Crown patterns are often mistaken for Head and Shoulder patterns. Unlike the more famous reversal pattern, Crown patterns typically follow a few Fibonacci-based rules.


In a bearish Crown trading setup, the short trade is initiated just below the low of the recent swing low and the stop above the recent swing high. If the market rally leads to a move above the high, the bearish Crown pattern has failed, and the trader should close the short position.


In a bullish Crown trading setup, the long trade is initiated just above the high of the recent swing high and the stop below the swing low. Below the low warns that the bullish Crown pattern has failed, and the trader should sell the position.

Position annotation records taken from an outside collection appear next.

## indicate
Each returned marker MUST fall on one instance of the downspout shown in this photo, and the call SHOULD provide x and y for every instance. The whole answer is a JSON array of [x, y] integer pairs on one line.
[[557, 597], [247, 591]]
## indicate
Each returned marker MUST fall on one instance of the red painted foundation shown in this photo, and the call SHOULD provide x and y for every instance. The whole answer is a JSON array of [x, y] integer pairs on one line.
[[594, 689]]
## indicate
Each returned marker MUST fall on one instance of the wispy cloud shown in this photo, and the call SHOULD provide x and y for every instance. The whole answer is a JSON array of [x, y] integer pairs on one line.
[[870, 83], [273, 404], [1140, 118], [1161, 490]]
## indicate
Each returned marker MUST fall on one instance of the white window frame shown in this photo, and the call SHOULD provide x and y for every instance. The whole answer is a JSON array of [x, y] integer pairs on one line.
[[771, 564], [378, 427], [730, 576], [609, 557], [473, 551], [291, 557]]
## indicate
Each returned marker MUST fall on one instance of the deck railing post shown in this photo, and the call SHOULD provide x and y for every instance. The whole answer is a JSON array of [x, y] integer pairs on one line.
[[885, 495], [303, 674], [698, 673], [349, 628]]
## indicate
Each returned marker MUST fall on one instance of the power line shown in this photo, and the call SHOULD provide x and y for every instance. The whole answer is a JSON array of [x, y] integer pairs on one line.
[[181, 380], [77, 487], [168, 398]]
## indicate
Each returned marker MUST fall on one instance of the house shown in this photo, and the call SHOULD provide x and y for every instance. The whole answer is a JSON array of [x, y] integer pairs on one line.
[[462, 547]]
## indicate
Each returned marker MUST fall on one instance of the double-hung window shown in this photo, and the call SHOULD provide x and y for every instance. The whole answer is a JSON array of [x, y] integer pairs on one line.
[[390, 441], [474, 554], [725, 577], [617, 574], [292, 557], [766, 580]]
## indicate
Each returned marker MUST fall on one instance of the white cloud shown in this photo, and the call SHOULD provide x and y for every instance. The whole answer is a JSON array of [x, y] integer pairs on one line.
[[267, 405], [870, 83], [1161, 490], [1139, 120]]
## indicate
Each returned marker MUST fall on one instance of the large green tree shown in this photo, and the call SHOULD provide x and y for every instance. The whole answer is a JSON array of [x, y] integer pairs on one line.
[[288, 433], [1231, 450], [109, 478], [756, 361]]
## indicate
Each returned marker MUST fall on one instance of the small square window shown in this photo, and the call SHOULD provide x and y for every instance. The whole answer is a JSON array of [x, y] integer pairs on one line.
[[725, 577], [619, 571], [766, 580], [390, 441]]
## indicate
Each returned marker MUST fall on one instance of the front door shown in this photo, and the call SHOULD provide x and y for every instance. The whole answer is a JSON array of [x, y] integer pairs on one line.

Price objectives or taking profits occur at major swing lows for the bearish Crown patterns and at major swing highs for the bullish Crown patterns.


The recent market action in the past seven (7) trading days, with three up days and four down days, sets up the potential for a Crown pattern or the King’s Crown formation.


Although a significant price reversal is imminent, the market remains conflicted if this is a bullish or bearish Crown pattern.


The general rules of a bullish Crown formation: (1) Price is in a downtrend via a series of lower highs and lower lows. (2) Price breaks out a downtrend and sets a new high. (3) Price retraces to pivotal resistance, typically a Fibonacci retracement of 38.2%, 50%, or 61.8%. (4) Price suddenly spikes, making higher highs and higher lows.


The general rules of a bearish Crown formation: (1) Price is in an uptrend via higher highs and higher lows. (2) Price breaks the uptrend and sets a new low. (3) Price retraces to critical support, typically a Fibonacci retracement of 38.2%, 50%, or 61.8%. (4) Price suddenly spikes, making lower highs and lower lows.


Traders should closely monitor the following levels to determine if this is a bullish or bearish Crown pattern.


Above 4,385.46-4,393.57 (Oct 2023 highs) and preferably above 4,401-4,428 (9/21/23 gap-down and the Sept 2023 downtrend) confirms a breakout and renders an SPX trading target to 4,541.25 (9/1/23 negative outside day high) and above 4,607.07 (7/27/23 reaction high).


Below 4,303.85-4,311.97 (10/13 and 10/18/23 lows) warns of a decline to 4,229 (200-day ma) and below 4,216.5-4,219.5 (Oct 2023 lows). A breakdown below 4,216.5-4,219.5 and 4,195.44 (Oct 2023 lows and May 2023 breakout) reaffirms the continuation of the Jul-present correction and downside risks to 4,048-4,049 (Apr/May 2023 lows and Jun 2023 head/shoulders top breakdown target).